A Philosophy of Testing
October 2nd, 2008Did you hear that? Did you feel it? I did. Agile just took another punch to the gut. The Agile Backlash is picking up a full head of steam. Rather than becoming a term to embrace, it’s become a term of ridicule. I think it’s probably deserved. As a guy who picked up the first Extreme Programming book as soon as it was released and is a long-time practitioner, I feel qualified to comment on this.
The second-generation acolytes turned a very pragmatic set of principles and practices into an esoteric scripture that could never meet the needs of reality. The “agile” moniker makes me cringe almost as much as “best practices”. Both are cavalier substitutes for critical thinking, too often thrown about in the hopes that their mere mention will work magic. Ugh.
A real unfortunate side-effect of the backlash is the disregard some have for automated testing. Before I go any further, let me be the first to say that, like any other recommendation or practice, automated testing is not a panacea. I shouldn’t have to say this. It’s painfully obvious, like explicitly stating up front that I am against beating up defenseless children. Who is?
However, just because automated testing isn’t a cure-all doesn’t mean that:
- testing isn’t worth doing
- testing isn’t hard
- sometimes testing is so hard that it isn’t worth doing
Note that last point. That there is what we in the biz call pragmatism. Yes kids, there are times when the cost of getting sufficient test-coverage is enormously expensive. Assuming that economics are part of your project somehow, you need to pay attention to this (which is why code coverage metrics can be dangerous in the hands of the nuance-free thinker).
Critics of automated testing like to point out that if developers write buggy code, how can they not write buggy tests? Assuming that it’s as impossible to write perfect tests as it is to write perfect code, is there a point to writing the test? There is if the benefits you get from testing exceed the cost of developing and maintaing them.
Test-Driven Design/Behavior-Driven Design

The TDD/BDD philosophies are nearly as abstract and misunderstood as the entire concept of testing itself. So rather than parrot the original manifestos, let me break down the tangible benefits of driving your code with tests. The first misconception is the notion that you write all the tests first then you write all the code. This works almost as well as gathering all the requirements up front first and then writing all the code. I believe the technical term is “Waterfall”. This is just dumb. Honestly folks, use your brains. Only a complete rookie would think that’s a sensible practice to adopt.
Putting testing before writing code provides no magical effect that radically increases the quality of your code. Where testing does improve your code is when you use them as part of the code-building process. I like to use unit-tests as a form of mental scaffolding while I develop.
Breaking It Down
Any non-trivial problem needs to be broken down in some way. Few of us have the mental capacity to keep an entire solution in our heads. Even if we could, it generally doesn’t last beyond the period in which the solution is developed. And even if you could do this, chances are few of your teammates would be able to. So at worst, breaking a problem down is a pro-social practice; at best it’s a tool to ensure that you really understand what’s going both now and in the future.
Generally when you break a problem down, you get into the business of assigning responsibilities to various components.

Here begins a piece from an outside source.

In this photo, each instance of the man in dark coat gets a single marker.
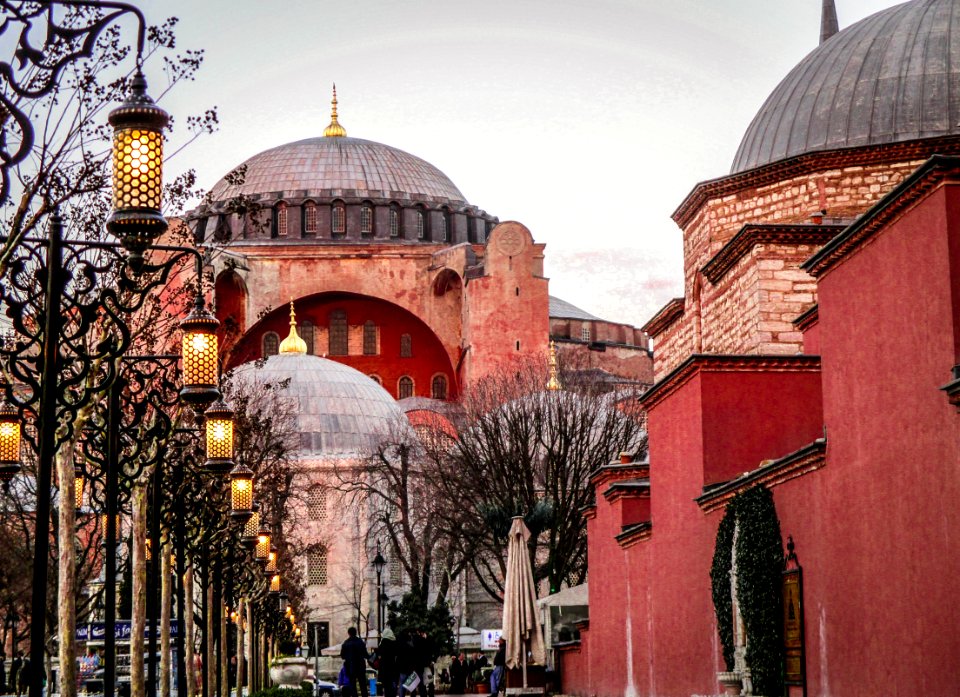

This is a fractal pattern that starts at the highest-level architecture and repeats itself all the way down to the lowest-level classes, modules and functions of your system. It must be an inherent part of human-nature—we simply love putting things in boxes. Perhaps this is because that in doing so, we can hang a simple tag on a collection of related concepts as a form of shorthand. That shorthand allows us to talk about things in an efficient way. Imagine a design conversation where you couldn’t name anything, but had to describe a piece over and over by its details. Yuck. So yeah, boxes are important.
So where does testing fit in? Testing allows you to write automated assertions about each of those boxes. It’s like a logic game where you can start draw conclusions based on what you already know. It’s like being able to say, “If this test is passing and that test is passing, the only thing that could torpedo this is if that doesn’t work”. I’ll come back to this later when I talk about troubleshooting.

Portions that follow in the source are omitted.